Research
Current Students
Colin Shea-Blymyer (PhD; Ethics in AI)
Nicole Fronda (PhD; Neuro-Symbolic AI)
Charles Koll (PhD; Runtime Monitoring)
Sahir Gill (PhD, co-advised with Elaine Cozzi; Resilient and secure control architectures for UAS)
Denue Grant (MS; Self-driving behavior preferences of differently abled populations)
Richard Pelphrey (MS; Logical Signal Processing)
Khushal Brahmbhatt (MS; Fair temporal logic control)
Graduated Students
Niraj Basnet (MS; Logical Signal Processing)
Connor Kurtz (MS; Fair temporal logic control)
Claire Hekkala (Honors’ College; Logic inference)
Nathan Jewell-Carlton (Honors’ College; Parallel reachability)
Current Projects
Runtime Verification at the Edge (NSF SHF 2118179)
The environments we live in, autonomous technologies we are developing, and even our bodies, are now instrumented: limited-resource nodes collect large amounts of data in real-time to better track and explain their system’s and environment’s behavior. A 2019 Cisco study found that there are 28.5 billion networked devices and connections in the world. Within this massive ecosystem, one class of future critical applications stands out: software applications that use networked nodes to provide detection of safety risks in the system or its physical environment. Example applications that require such monitoring include fleets of autonomous vehicles, health-monitoring wearables, search-and-rescue, and climate monitoring. These applications are already transforming lives, but suffer from a lack of timely, reliable and energy-efficient tools to monitor their correct operation. The focus of this project is to provide precisely such a monitoring infrastructure. This will require overcoming several difficulties: first, the monitoring code must be automatically generated, rather than hand-written, as this reduces the likelihood of errors. The monitor must be able to deal with analog/physical signals produced by the observed phenomena, such as wave heights or temperatures. It must also deal with drifting clocks on the different nodes, which do not read the same moment in time. It must also be resilient to node crashes and malicious attacks. Finally, it must be distributed over the nodes, rather than centralized, since this is less prone to catastrophic failures.

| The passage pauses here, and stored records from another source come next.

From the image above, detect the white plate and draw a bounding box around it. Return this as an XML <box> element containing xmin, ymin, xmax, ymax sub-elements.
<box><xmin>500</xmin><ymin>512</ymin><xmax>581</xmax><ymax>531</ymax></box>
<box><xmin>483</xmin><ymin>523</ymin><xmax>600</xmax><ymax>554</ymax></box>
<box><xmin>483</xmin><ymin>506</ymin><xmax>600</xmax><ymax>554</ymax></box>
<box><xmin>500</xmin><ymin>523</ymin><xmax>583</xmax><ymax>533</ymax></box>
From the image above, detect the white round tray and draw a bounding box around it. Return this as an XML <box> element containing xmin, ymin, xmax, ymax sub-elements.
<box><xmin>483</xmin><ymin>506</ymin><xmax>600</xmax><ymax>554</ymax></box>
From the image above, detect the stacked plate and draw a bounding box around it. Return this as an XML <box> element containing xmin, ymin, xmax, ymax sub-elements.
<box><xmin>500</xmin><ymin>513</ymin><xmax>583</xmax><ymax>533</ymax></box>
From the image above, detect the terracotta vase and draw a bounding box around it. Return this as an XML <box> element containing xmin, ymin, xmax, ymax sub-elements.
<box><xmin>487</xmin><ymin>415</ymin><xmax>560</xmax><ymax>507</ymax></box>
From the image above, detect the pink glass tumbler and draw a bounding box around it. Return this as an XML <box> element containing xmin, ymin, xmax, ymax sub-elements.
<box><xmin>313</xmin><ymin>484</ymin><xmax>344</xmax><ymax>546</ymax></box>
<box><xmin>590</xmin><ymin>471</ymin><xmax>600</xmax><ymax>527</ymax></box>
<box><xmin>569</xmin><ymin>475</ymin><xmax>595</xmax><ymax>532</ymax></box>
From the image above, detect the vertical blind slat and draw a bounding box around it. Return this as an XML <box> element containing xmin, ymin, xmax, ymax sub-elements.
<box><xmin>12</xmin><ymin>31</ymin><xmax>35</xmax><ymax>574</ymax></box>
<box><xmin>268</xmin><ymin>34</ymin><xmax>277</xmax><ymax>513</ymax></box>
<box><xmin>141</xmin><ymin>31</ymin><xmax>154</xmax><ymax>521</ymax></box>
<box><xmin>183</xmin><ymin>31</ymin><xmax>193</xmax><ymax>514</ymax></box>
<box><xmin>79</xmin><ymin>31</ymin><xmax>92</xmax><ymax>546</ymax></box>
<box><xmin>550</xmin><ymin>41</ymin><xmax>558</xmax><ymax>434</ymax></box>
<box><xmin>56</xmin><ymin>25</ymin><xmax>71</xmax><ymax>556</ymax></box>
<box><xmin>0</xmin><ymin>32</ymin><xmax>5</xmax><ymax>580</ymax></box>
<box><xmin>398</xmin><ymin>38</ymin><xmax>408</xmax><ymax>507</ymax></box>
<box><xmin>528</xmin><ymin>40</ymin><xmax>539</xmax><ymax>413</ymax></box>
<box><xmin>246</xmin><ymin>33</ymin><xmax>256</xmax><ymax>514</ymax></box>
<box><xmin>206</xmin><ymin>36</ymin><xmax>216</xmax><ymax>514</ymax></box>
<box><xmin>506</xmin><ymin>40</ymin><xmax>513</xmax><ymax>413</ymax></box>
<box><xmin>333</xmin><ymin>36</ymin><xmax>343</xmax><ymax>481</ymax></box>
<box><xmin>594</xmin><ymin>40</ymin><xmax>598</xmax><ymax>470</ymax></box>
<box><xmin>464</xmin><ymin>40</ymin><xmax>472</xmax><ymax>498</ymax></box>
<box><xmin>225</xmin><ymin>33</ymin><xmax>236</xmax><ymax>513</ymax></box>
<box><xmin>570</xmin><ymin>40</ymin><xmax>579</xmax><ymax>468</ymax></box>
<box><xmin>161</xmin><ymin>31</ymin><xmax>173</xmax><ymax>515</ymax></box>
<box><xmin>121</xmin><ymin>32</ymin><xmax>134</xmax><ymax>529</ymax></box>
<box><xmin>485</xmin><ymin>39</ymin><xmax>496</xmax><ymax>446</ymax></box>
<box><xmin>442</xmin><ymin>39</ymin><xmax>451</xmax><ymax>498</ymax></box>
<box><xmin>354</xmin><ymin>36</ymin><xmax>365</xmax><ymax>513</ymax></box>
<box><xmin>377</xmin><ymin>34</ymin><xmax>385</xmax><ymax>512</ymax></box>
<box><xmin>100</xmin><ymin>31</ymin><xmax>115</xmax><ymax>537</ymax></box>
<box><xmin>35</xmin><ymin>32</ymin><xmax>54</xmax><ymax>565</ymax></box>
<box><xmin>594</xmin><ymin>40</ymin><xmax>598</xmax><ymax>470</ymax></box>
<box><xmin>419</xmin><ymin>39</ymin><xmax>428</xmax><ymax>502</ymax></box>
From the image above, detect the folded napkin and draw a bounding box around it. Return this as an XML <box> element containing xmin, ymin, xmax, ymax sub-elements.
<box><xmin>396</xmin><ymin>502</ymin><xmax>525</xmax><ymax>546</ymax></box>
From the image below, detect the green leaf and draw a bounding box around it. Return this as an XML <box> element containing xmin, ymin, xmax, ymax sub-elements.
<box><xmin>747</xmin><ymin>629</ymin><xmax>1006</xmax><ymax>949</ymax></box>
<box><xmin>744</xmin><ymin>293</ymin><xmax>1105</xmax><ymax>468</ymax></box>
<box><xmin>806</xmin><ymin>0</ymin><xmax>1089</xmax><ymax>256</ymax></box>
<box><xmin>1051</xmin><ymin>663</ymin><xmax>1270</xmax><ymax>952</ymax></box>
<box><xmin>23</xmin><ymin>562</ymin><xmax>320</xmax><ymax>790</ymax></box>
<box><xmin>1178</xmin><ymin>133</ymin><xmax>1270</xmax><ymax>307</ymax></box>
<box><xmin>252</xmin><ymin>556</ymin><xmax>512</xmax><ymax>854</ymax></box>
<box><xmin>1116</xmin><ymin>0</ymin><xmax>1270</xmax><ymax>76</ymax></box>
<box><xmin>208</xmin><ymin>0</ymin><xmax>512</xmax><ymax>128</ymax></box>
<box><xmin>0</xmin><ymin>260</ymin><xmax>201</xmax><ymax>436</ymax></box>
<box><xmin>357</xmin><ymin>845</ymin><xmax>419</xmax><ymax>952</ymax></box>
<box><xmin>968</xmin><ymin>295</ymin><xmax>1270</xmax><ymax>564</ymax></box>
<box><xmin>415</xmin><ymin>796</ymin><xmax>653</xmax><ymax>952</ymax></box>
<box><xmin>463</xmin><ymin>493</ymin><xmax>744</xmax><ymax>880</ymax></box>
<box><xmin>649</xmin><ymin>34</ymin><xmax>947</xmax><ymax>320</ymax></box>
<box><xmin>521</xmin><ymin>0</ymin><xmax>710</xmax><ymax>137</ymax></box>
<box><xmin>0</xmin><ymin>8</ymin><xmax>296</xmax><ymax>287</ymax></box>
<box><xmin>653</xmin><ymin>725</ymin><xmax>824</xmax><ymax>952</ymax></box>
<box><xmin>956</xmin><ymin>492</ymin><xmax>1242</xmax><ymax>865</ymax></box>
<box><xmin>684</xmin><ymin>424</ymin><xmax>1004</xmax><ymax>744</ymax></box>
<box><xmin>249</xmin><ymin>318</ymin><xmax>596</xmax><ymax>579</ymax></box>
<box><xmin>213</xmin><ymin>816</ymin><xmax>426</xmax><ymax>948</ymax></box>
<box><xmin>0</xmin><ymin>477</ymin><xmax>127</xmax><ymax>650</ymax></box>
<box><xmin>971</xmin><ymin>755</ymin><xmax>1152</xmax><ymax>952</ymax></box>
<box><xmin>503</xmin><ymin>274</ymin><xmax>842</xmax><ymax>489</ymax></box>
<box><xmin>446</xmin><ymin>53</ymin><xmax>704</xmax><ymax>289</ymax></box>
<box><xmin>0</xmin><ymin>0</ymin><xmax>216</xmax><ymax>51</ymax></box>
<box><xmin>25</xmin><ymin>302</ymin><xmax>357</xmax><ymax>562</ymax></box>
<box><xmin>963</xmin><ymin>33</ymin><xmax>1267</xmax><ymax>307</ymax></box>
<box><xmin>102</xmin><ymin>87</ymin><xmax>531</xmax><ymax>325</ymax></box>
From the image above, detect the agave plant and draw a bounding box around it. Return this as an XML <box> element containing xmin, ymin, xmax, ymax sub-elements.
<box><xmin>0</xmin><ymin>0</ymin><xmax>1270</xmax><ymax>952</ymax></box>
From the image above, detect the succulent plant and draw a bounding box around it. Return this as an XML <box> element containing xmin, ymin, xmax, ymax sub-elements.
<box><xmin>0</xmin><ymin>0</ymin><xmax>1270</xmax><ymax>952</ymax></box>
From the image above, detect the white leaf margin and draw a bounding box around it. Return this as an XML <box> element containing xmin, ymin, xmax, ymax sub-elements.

In this project, we will be radically extending the reach of runtime monitoring to new and economically important edge applications. This will be achieved by implementing three research thrusts: (1) the first theory for distributed monitoring of continuous-time, asynchronous signals. The algorithms perform distributed optimization on the edge nodes themselves, thus eliminating the need for a central monitor. Convergence proofs establish soundness. The algorithms incorporate partial knowledge of signal dynamics, where available, to accelerate convergence. (2) A theory and algorithms for incremental monitoring, where intermediate calculation results are still usable by the application should some nodes crash. The monitors will also accommodate nodes that intentionally falsify their data. (3) A rigorous validation of the algorithms on realistic autonomous vehicles, to establish their performance within a full software stack and in the presence of real-world noise and failure conditions.
F1/10 RACECAR: Community Platforms for for Safe, Secure and Coordinated Autonomy (NSF CNS/CCRI 1925652)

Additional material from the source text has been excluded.